Democrats would increase federal spending to pay for health insurance coverage, with the money raised primarily by repealing some of President Bush’s tax cuts. They also want to pass legislation requiring employers to either provide insurance for their employees or contribute to a fund to help workers buy their own.

Republican candidates would rely on indirect approaches rather than new government programs.

They do not propose an increase in federal health care spending. Instead, the Repubicans would extend the Bush tax cuts to provide tax incentives to help individuals purchase health coverage. The Republicans’ goal is to move insurance away from an employer-based model to one in which individuals buy their own policies with the help of a deduction or other tax break, according to a November analysis by PricewaterhouseCoopers, the national accounting and consulting firm.

One might think the free-market approach emphasized by Republicans would win more support among Texans than the mandate-driven Democratic plans.

But, despite the fact that Democrats have been out of power for nearly a decade, and the fact that Republicans traditionally outpace the Democrats in donations, that hasn’t been the case thus far.

Explanations for trend

Sheila Krumholz, executive director for the Center for Responsive Politics, says the Democratic surge shouldn’t come as a surprise — a similar donation migration (in reverse) was seen in many industries from 1994 through 1996, when the Republicans took control of Congress. “When power changes hands in Congress, the money follows the power.”

Another reason for the change in Texas, according to Darren Whitehurst, a lobbyist for the Texas Medical Association, is that doctors here have already won the Republican-led battle to limit medical malpractice lawsuits, via passage of the Texas tort reform bill in 2003, and can afford to switch horses.

But Texas has been a bedrock of conservative support, and that didn’t end in 2003. Mr. Bush collected four times as much from health industry contributors in 2004 as did his Democratic opponents.

That’s what makes this year’s donation symmetry so surprising.

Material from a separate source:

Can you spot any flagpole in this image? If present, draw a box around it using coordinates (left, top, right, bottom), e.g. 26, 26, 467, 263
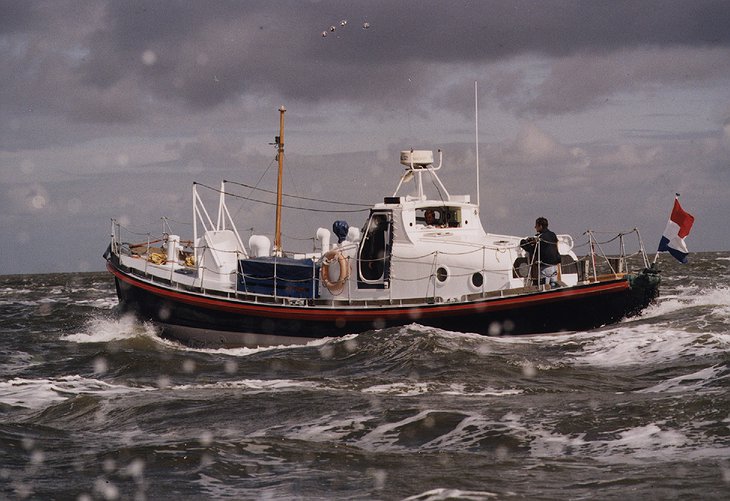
651, 193, 691, 267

The Scooter Store is an example of this shift. The supplier of motorized wheelchairs based in New Braunfels, just north of San Antonio, devoted its entire $4,000 contribution to Mr. Bush’s re-election campaign in 2004.

The store has upped the ante this time around, with $7,600 in donations. But, so far, all of that money has gone to Democrats — $6,600 to Mrs. Clinton and $1,000 to Mr. Obama.

The store, along with others in its business, has a vested interest in preserving a government insurance benefit that lets seniors use Medicare to purchase scooters.